Palestinian-Canadian author, reporter and entrepreneur, Chaker Khazaal is proof that refugees can go on from displacement to incredible achievements. For this he has been named the world’s most inspiring young Arab, according to a new ranking published by Arabian Business on Sunday.
The 28-year-old beat 22-year-old Shamma Al Mazrouei, the youngest ever member of the UAE cabinet, and the country’s first ever Minister of State for Youth Affairs. Al Mazrouei was ranked second, ahead of Saudi entrepreneur Khalid Alkhudair.
The annual ranking reveals the 100 Arabs aged under 40 who are making a significant difference in the world, within their respective fields including science, arts, sport, business and government.
Rounding out the top 10 were: Hassan Al Thawadi (38), Noura Al Kaabi (37), Bader Al Kharafi (38), Fahad Al Rasheed (38), Saif Abou Zaid (33), Ahmad Belhoul (38) and Sultan Al Qassemi (38).
The UAE dominated the list with 23 young Arabs, down from 24 last year. Egypt (15), Lebanon (13), Saudi Arabia (12) and Palestine (10) also scored high.

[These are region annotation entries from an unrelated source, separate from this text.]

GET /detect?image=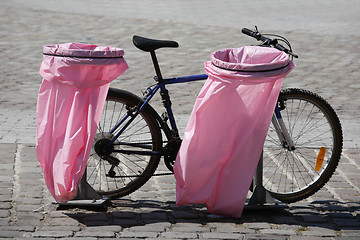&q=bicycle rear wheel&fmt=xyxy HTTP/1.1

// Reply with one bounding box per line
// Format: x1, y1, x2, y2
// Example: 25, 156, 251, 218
263, 89, 343, 203
86, 89, 162, 198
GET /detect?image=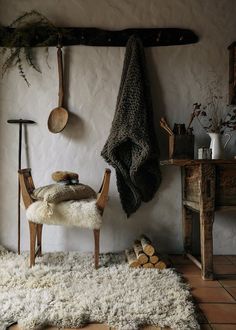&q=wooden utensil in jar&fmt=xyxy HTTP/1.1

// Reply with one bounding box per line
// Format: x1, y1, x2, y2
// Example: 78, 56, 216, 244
48, 45, 69, 133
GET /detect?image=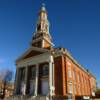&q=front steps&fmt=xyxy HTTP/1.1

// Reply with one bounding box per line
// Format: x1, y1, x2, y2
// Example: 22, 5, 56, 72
7, 96, 49, 100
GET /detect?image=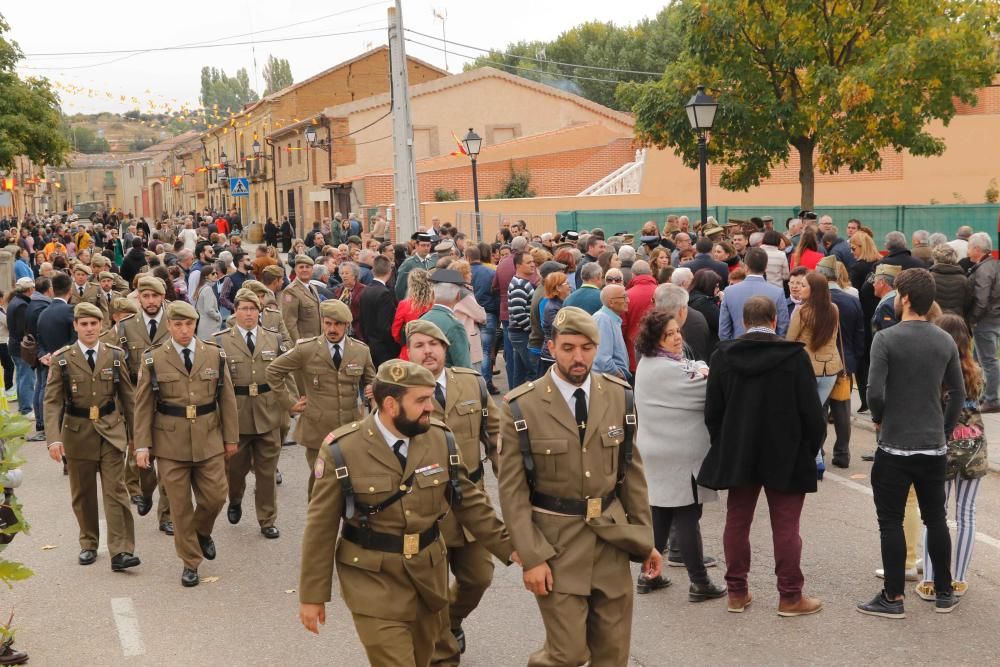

Khazaal spent his early life living in Bourj El Barajneh, a Palestinian refugee camp in Beirut before emigrating to Canada after winning the Global Leader of Tomorrow Award from York University in Toronto. From there he released his critically acclaimed novel ‘Confessions of a War Child’ in 2013, the first in a thriller-romantic trilogy of fiction inspired by true stories of refugees and war around the world, mainly in the Middle East.
Khazaal also formed a group of professional refugees from around the world, offering them contractual remote employment in e-marketing, graphics, social media management, and different web solutions. Thus, not only has he shone in a personal capacity but he has worked to improve the lives of others refugees.
Meanwhile, eyes are on Al Mazrouei in her new role leading the way for Emirati youth. Only appointed in February, she is expected to help increase their involvement in decision making and represent their interests, which will likely include entrepreneurship and education.
Alkhudair is a standout representative of Saudi youth, having given up a comfortable job at auditor KPMG and taken the risk of creating his own company to help others. Glowork focuses on solving female unemployment in Saudi Arabia and he estimates it has now helped more than 26,000 women find direct jobs in the kingdom, while a far greater number have benefitted from access to the firm’s advice and career fairs.
The list does not include royal family members.